# Help me with suggesting Mercedes workshop in Dubai / Sharjah



## creative_ml (Feb 20, 2009)

Hi everyone. 

Does anyone know of a reliable Mercedes workshop in Dubai / Sharjah. (My car is out of warranty ) Gargash is total ripping off. If anyone suggest reliable Mercedes garage that would be highly appreciated 

Thanks


----------



## peterpan123 (Apr 9, 2012)

John Auto Workshop on King Faisal Road in Sharjah, good service.


----------



## creative_ml (Feb 20, 2009)

peterpan123 said:


> John Auto Workshop on King Faisal Road in Sharjah, good service.

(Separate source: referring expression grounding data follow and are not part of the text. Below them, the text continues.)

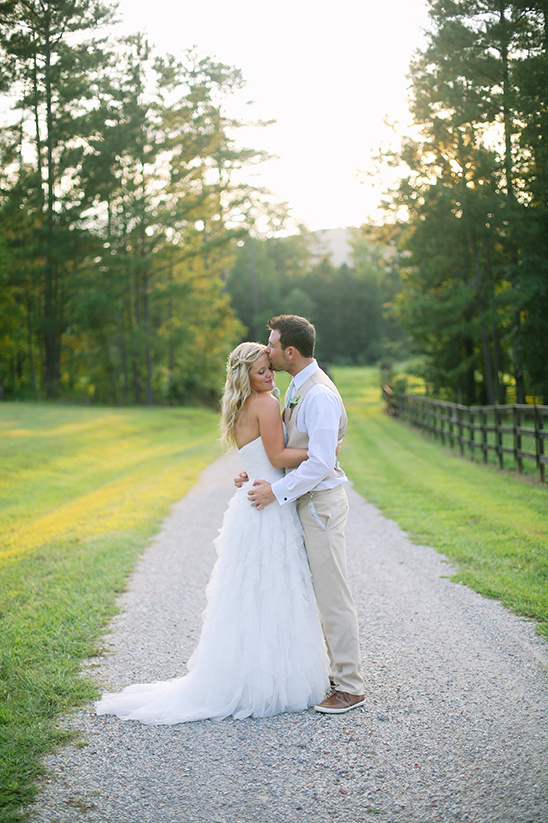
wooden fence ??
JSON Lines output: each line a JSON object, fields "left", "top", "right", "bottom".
{"left": 385, "top": 389, "right": 548, "bottom": 483}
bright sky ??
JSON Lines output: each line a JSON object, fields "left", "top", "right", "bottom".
{"left": 114, "top": 0, "right": 429, "bottom": 232}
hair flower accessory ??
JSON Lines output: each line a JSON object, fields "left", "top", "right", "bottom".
{"left": 226, "top": 355, "right": 241, "bottom": 374}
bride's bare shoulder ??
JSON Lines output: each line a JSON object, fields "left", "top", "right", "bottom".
{"left": 244, "top": 393, "right": 280, "bottom": 427}
{"left": 246, "top": 392, "right": 279, "bottom": 409}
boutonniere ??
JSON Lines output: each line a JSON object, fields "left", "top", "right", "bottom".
{"left": 283, "top": 395, "right": 300, "bottom": 424}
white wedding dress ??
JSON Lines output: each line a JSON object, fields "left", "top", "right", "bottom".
{"left": 95, "top": 437, "right": 330, "bottom": 724}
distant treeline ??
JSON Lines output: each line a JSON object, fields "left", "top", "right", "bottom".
{"left": 225, "top": 231, "right": 406, "bottom": 367}
{"left": 0, "top": 1, "right": 405, "bottom": 405}
{"left": 1, "top": 0, "right": 547, "bottom": 406}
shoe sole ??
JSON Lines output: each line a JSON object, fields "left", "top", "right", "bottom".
{"left": 314, "top": 699, "right": 366, "bottom": 714}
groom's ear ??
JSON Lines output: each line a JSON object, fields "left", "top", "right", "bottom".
{"left": 285, "top": 346, "right": 297, "bottom": 361}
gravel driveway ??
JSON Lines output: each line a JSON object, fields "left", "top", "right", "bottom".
{"left": 29, "top": 451, "right": 548, "bottom": 823}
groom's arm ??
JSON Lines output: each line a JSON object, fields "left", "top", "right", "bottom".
{"left": 270, "top": 387, "right": 341, "bottom": 505}
{"left": 247, "top": 478, "right": 276, "bottom": 510}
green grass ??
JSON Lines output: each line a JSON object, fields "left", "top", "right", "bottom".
{"left": 333, "top": 366, "right": 548, "bottom": 638}
{"left": 2, "top": 373, "right": 548, "bottom": 820}
{"left": 395, "top": 399, "right": 543, "bottom": 479}
{"left": 0, "top": 403, "right": 222, "bottom": 822}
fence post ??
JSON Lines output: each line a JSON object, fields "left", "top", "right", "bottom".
{"left": 496, "top": 407, "right": 504, "bottom": 470}
{"left": 469, "top": 407, "right": 475, "bottom": 459}
{"left": 390, "top": 393, "right": 546, "bottom": 483}
{"left": 514, "top": 406, "right": 523, "bottom": 473}
{"left": 482, "top": 408, "right": 488, "bottom": 464}
{"left": 536, "top": 406, "right": 545, "bottom": 483}
{"left": 440, "top": 402, "right": 444, "bottom": 441}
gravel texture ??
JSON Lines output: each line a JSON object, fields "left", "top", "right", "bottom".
{"left": 28, "top": 451, "right": 548, "bottom": 823}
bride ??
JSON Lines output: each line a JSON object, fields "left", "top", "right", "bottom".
{"left": 95, "top": 342, "right": 330, "bottom": 724}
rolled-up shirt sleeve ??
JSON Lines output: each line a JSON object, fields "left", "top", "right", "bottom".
{"left": 271, "top": 385, "right": 342, "bottom": 505}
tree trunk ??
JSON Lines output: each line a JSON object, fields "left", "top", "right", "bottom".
{"left": 498, "top": 0, "right": 525, "bottom": 402}
{"left": 463, "top": 335, "right": 477, "bottom": 405}
{"left": 43, "top": 11, "right": 60, "bottom": 398}
{"left": 25, "top": 289, "right": 37, "bottom": 392}
{"left": 143, "top": 268, "right": 154, "bottom": 405}
{"left": 248, "top": 237, "right": 259, "bottom": 340}
{"left": 458, "top": 128, "right": 495, "bottom": 405}
{"left": 471, "top": 241, "right": 495, "bottom": 405}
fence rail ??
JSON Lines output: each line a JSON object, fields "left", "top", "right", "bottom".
{"left": 385, "top": 389, "right": 548, "bottom": 483}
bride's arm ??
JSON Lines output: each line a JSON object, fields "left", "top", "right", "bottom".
{"left": 256, "top": 395, "right": 308, "bottom": 469}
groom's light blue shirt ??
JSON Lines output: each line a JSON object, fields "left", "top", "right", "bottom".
{"left": 272, "top": 360, "right": 347, "bottom": 505}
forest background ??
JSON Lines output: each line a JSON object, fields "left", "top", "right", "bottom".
{"left": 1, "top": 0, "right": 548, "bottom": 408}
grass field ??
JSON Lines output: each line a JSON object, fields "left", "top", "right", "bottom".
{"left": 333, "top": 366, "right": 548, "bottom": 638}
{"left": 0, "top": 404, "right": 222, "bottom": 821}
{"left": 1, "top": 372, "right": 547, "bottom": 821}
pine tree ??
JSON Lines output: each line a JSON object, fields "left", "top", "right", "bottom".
{"left": 0, "top": 0, "right": 116, "bottom": 396}
{"left": 380, "top": 0, "right": 548, "bottom": 402}
{"left": 74, "top": 41, "right": 259, "bottom": 403}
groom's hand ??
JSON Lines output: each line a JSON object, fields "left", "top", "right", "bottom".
{"left": 248, "top": 479, "right": 275, "bottom": 510}
{"left": 234, "top": 471, "right": 249, "bottom": 488}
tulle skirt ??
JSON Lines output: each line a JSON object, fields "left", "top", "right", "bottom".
{"left": 95, "top": 484, "right": 330, "bottom": 724}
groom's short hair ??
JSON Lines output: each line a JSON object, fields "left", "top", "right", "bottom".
{"left": 268, "top": 315, "right": 315, "bottom": 358}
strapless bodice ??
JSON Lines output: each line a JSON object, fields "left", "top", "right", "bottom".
{"left": 237, "top": 437, "right": 284, "bottom": 484}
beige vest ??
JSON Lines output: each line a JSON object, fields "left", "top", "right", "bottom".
{"left": 285, "top": 368, "right": 347, "bottom": 480}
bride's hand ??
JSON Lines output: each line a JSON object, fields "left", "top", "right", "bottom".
{"left": 234, "top": 471, "right": 249, "bottom": 488}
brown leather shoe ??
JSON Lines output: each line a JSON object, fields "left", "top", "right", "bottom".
{"left": 314, "top": 690, "right": 366, "bottom": 714}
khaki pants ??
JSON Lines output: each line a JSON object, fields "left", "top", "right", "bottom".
{"left": 297, "top": 485, "right": 364, "bottom": 695}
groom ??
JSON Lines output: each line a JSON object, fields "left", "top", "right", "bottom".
{"left": 247, "top": 314, "right": 365, "bottom": 714}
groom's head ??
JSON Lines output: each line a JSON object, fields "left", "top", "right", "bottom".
{"left": 266, "top": 315, "right": 315, "bottom": 372}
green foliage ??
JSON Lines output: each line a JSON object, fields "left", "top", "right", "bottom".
{"left": 381, "top": 0, "right": 548, "bottom": 404}
{"left": 0, "top": 0, "right": 119, "bottom": 399}
{"left": 225, "top": 234, "right": 311, "bottom": 340}
{"left": 513, "top": 216, "right": 548, "bottom": 396}
{"left": 225, "top": 229, "right": 406, "bottom": 364}
{"left": 0, "top": 8, "right": 269, "bottom": 405}
{"left": 0, "top": 402, "right": 221, "bottom": 821}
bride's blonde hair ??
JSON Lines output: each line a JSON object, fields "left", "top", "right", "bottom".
{"left": 220, "top": 342, "right": 268, "bottom": 448}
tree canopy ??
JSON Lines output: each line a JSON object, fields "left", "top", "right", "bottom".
{"left": 1, "top": 0, "right": 546, "bottom": 405}
{"left": 0, "top": 1, "right": 267, "bottom": 403}
{"left": 225, "top": 229, "right": 406, "bottom": 367}
{"left": 380, "top": 0, "right": 548, "bottom": 404}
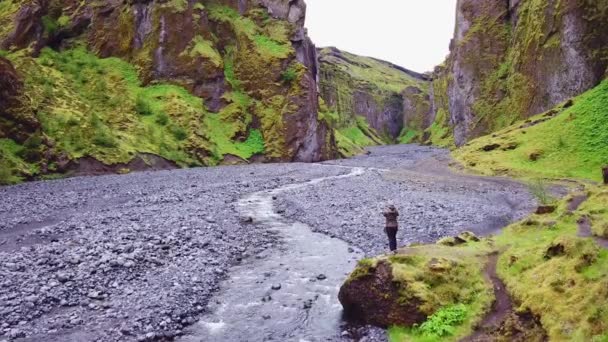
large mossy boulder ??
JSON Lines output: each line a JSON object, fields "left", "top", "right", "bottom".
{"left": 338, "top": 259, "right": 427, "bottom": 328}
{"left": 338, "top": 245, "right": 493, "bottom": 329}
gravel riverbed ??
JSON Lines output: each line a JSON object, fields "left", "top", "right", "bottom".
{"left": 0, "top": 145, "right": 535, "bottom": 341}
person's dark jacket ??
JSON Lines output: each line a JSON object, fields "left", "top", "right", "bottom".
{"left": 383, "top": 208, "right": 399, "bottom": 229}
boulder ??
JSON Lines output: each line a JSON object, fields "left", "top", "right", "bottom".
{"left": 338, "top": 260, "right": 427, "bottom": 328}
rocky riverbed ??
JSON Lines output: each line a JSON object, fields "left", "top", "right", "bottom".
{"left": 277, "top": 145, "right": 535, "bottom": 256}
{"left": 0, "top": 145, "right": 535, "bottom": 341}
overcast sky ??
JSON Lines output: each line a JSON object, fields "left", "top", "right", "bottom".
{"left": 305, "top": 1, "right": 458, "bottom": 73}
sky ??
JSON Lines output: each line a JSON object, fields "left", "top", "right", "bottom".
{"left": 305, "top": 1, "right": 458, "bottom": 73}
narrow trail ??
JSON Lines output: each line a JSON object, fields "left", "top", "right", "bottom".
{"left": 179, "top": 167, "right": 368, "bottom": 342}
{"left": 461, "top": 253, "right": 512, "bottom": 342}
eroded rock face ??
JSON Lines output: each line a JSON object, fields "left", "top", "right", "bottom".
{"left": 0, "top": 57, "right": 38, "bottom": 143}
{"left": 318, "top": 47, "right": 431, "bottom": 142}
{"left": 338, "top": 260, "right": 427, "bottom": 328}
{"left": 433, "top": 0, "right": 608, "bottom": 146}
{"left": 0, "top": 0, "right": 333, "bottom": 166}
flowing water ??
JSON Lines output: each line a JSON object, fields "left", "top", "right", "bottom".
{"left": 180, "top": 168, "right": 367, "bottom": 342}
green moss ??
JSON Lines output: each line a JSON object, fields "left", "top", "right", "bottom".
{"left": 454, "top": 79, "right": 608, "bottom": 182}
{"left": 338, "top": 116, "right": 384, "bottom": 148}
{"left": 494, "top": 190, "right": 608, "bottom": 341}
{"left": 377, "top": 242, "right": 494, "bottom": 342}
{"left": 204, "top": 114, "right": 265, "bottom": 160}
{"left": 578, "top": 189, "right": 608, "bottom": 238}
{"left": 185, "top": 35, "right": 222, "bottom": 67}
{"left": 253, "top": 34, "right": 291, "bottom": 59}
{"left": 207, "top": 4, "right": 257, "bottom": 37}
{"left": 346, "top": 258, "right": 378, "bottom": 282}
{"left": 334, "top": 129, "right": 365, "bottom": 158}
{"left": 424, "top": 70, "right": 455, "bottom": 147}
{"left": 0, "top": 0, "right": 20, "bottom": 40}
{"left": 163, "top": 0, "right": 189, "bottom": 13}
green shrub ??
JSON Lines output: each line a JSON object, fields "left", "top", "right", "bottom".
{"left": 281, "top": 66, "right": 298, "bottom": 83}
{"left": 135, "top": 96, "right": 154, "bottom": 116}
{"left": 155, "top": 112, "right": 169, "bottom": 126}
{"left": 527, "top": 178, "right": 555, "bottom": 205}
{"left": 416, "top": 304, "right": 468, "bottom": 338}
{"left": 171, "top": 126, "right": 188, "bottom": 141}
{"left": 92, "top": 132, "right": 118, "bottom": 148}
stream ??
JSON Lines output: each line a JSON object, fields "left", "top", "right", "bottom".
{"left": 180, "top": 167, "right": 367, "bottom": 342}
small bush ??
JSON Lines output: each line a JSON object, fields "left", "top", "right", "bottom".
{"left": 135, "top": 96, "right": 154, "bottom": 116}
{"left": 92, "top": 132, "right": 118, "bottom": 148}
{"left": 527, "top": 178, "right": 556, "bottom": 205}
{"left": 171, "top": 126, "right": 188, "bottom": 141}
{"left": 416, "top": 304, "right": 468, "bottom": 338}
{"left": 281, "top": 66, "right": 298, "bottom": 84}
{"left": 155, "top": 112, "right": 169, "bottom": 126}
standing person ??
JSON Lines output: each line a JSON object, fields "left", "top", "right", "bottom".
{"left": 383, "top": 205, "right": 399, "bottom": 252}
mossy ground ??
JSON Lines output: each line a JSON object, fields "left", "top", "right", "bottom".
{"left": 454, "top": 79, "right": 608, "bottom": 182}
{"left": 495, "top": 188, "right": 608, "bottom": 341}
{"left": 358, "top": 241, "right": 495, "bottom": 342}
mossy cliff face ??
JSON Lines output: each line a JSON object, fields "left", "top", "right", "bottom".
{"left": 317, "top": 47, "right": 431, "bottom": 149}
{"left": 0, "top": 0, "right": 335, "bottom": 183}
{"left": 431, "top": 0, "right": 608, "bottom": 146}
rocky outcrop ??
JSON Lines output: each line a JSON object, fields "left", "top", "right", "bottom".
{"left": 318, "top": 47, "right": 431, "bottom": 143}
{"left": 339, "top": 249, "right": 492, "bottom": 330}
{"left": 0, "top": 57, "right": 38, "bottom": 143}
{"left": 429, "top": 0, "right": 608, "bottom": 146}
{"left": 0, "top": 0, "right": 336, "bottom": 182}
{"left": 339, "top": 260, "right": 427, "bottom": 328}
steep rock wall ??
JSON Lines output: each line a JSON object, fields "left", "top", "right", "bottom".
{"left": 430, "top": 0, "right": 608, "bottom": 146}
{"left": 0, "top": 0, "right": 335, "bottom": 183}
{"left": 318, "top": 47, "right": 431, "bottom": 145}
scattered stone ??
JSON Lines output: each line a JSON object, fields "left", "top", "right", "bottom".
{"left": 271, "top": 284, "right": 282, "bottom": 290}
{"left": 481, "top": 143, "right": 501, "bottom": 152}
{"left": 536, "top": 205, "right": 556, "bottom": 215}
{"left": 316, "top": 274, "right": 327, "bottom": 281}
{"left": 529, "top": 150, "right": 543, "bottom": 161}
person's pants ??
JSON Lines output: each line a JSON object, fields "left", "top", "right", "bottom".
{"left": 385, "top": 227, "right": 398, "bottom": 251}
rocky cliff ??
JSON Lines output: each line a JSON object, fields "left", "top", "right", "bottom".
{"left": 0, "top": 0, "right": 335, "bottom": 183}
{"left": 427, "top": 0, "right": 608, "bottom": 146}
{"left": 317, "top": 47, "right": 431, "bottom": 153}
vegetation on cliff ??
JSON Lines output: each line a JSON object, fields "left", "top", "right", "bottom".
{"left": 317, "top": 47, "right": 431, "bottom": 156}
{"left": 455, "top": 79, "right": 608, "bottom": 182}
{"left": 426, "top": 0, "right": 608, "bottom": 146}
{"left": 0, "top": 0, "right": 332, "bottom": 184}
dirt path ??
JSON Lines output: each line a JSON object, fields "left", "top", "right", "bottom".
{"left": 461, "top": 253, "right": 512, "bottom": 342}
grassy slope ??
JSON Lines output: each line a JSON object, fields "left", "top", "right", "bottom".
{"left": 454, "top": 79, "right": 608, "bottom": 182}
{"left": 387, "top": 80, "right": 608, "bottom": 341}
{"left": 494, "top": 191, "right": 608, "bottom": 341}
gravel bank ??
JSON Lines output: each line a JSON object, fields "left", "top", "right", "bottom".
{"left": 276, "top": 145, "right": 536, "bottom": 256}
{"left": 0, "top": 145, "right": 535, "bottom": 341}
{"left": 0, "top": 164, "right": 347, "bottom": 341}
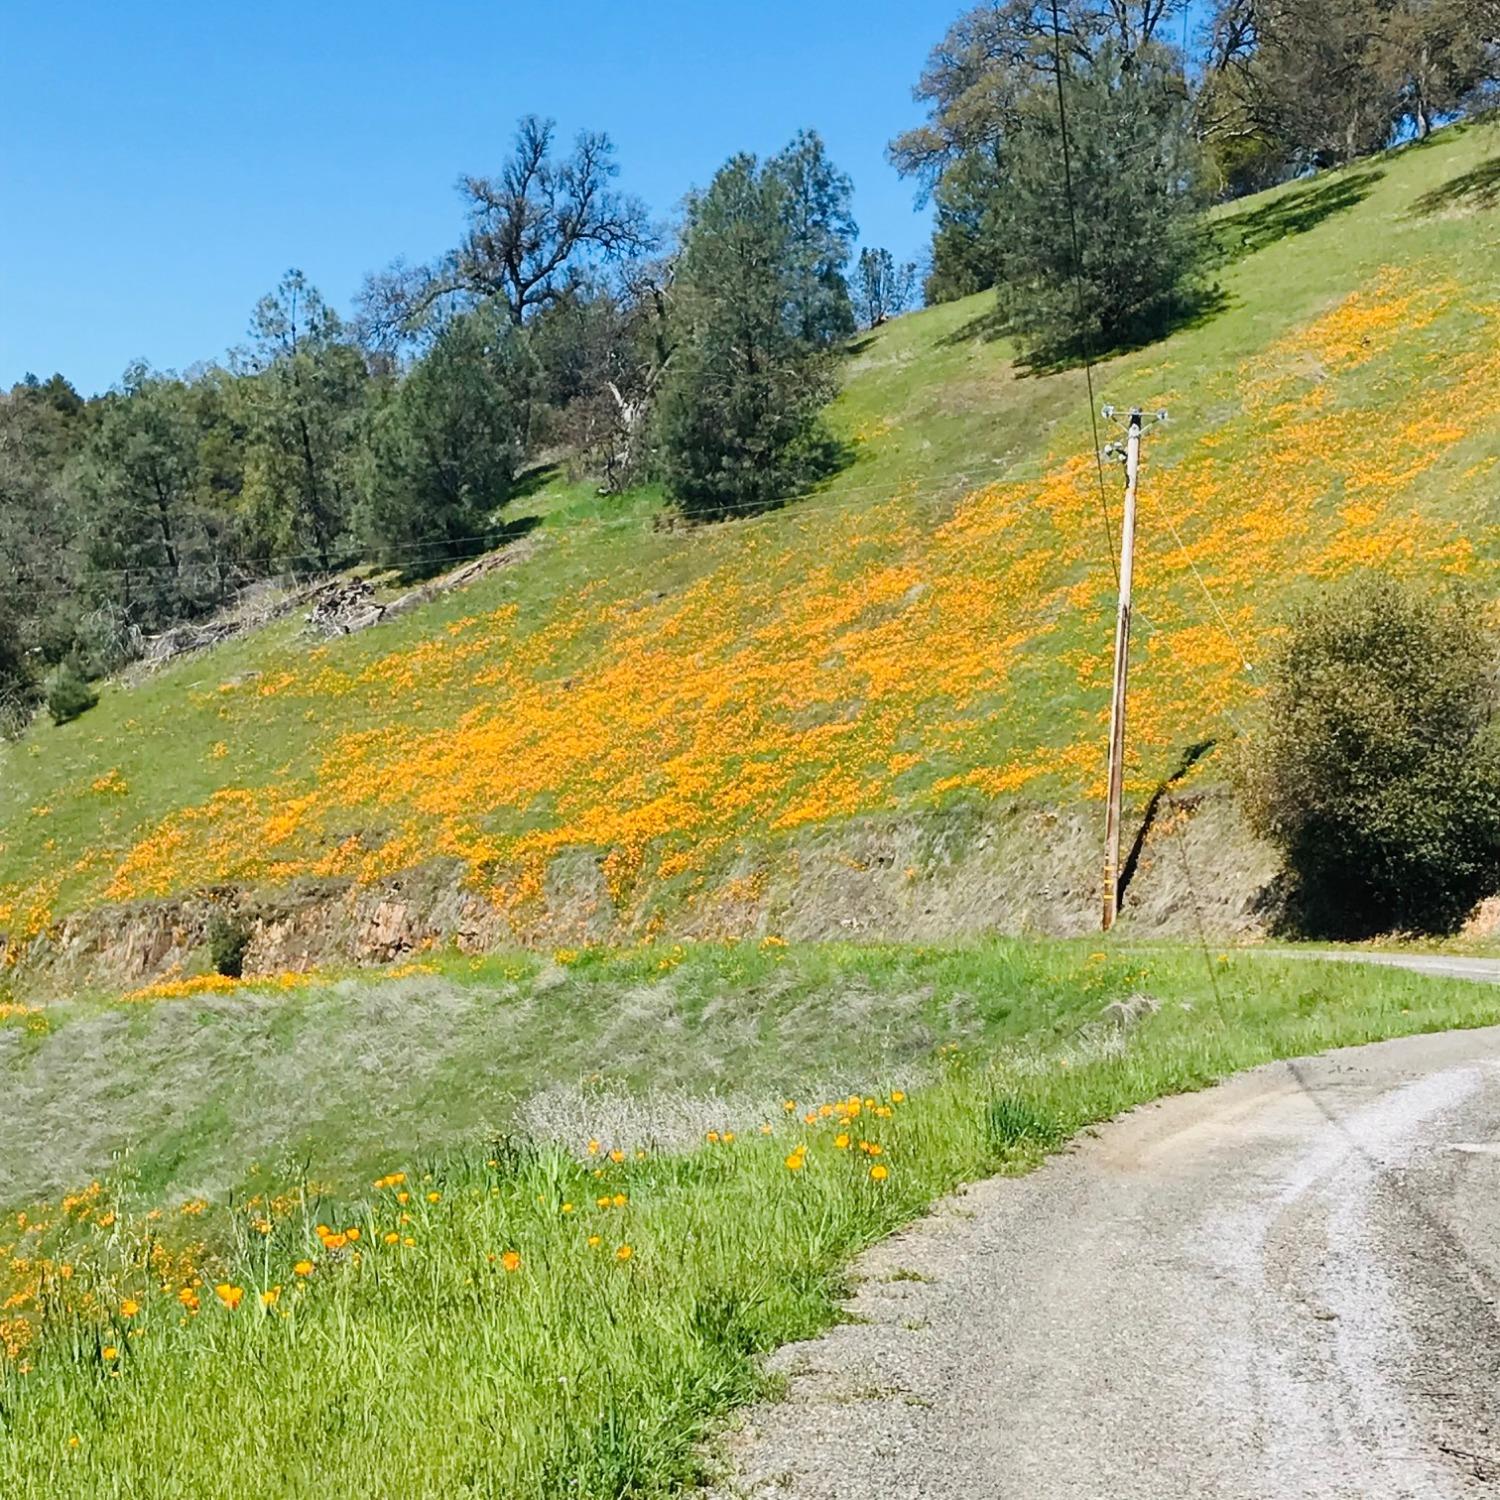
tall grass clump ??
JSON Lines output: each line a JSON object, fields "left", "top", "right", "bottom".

Thank you so much ...do u have contact number


----------



## Engineer (Jan 13, 2012)

> Thank you so much ...do u have contact number


Google is your friend!


----------



## claredoc (Aug 24, 2011)

Silver arrows.com.......guy is British and set up here 6 weeks ago....we want to use him but car not out of warranty....half price to gargash!!!!!!


----------



## peterpan123 (Apr 9, 2012)

+971(6)5334356 for John Auto. They have a spare parts shop next door, so if the part is available they will be quick.


----------



## creative_ml (Feb 20, 2009)

thanks ...peterpan123


how was u r experience with Jon auto


----------



## Zexotic (Sep 3, 2011)

What model do you have and how much does each service cost? The service is at every 15,000 KM right?


----------



## peterpan123 (Apr 9, 2012)

creative_ml said:


> thanks ...peterpan123
> 
> 
> how was u r experience with Jon auto


They worked fast and clean for my car! I don't know about Dubai prices for car workshops, but I guess Sharjah is a bit cheaper in general. I stopped by there after someone from work recommended them to me and they gave me a quote and it sounded fair so I went for it. Guess you can call them and ask for a quote/estimate


----------



## creative_ml (Feb 20, 2009)

Zexotic my car is 2006 E -200, each service cost 1,000+ in Gargash.


----------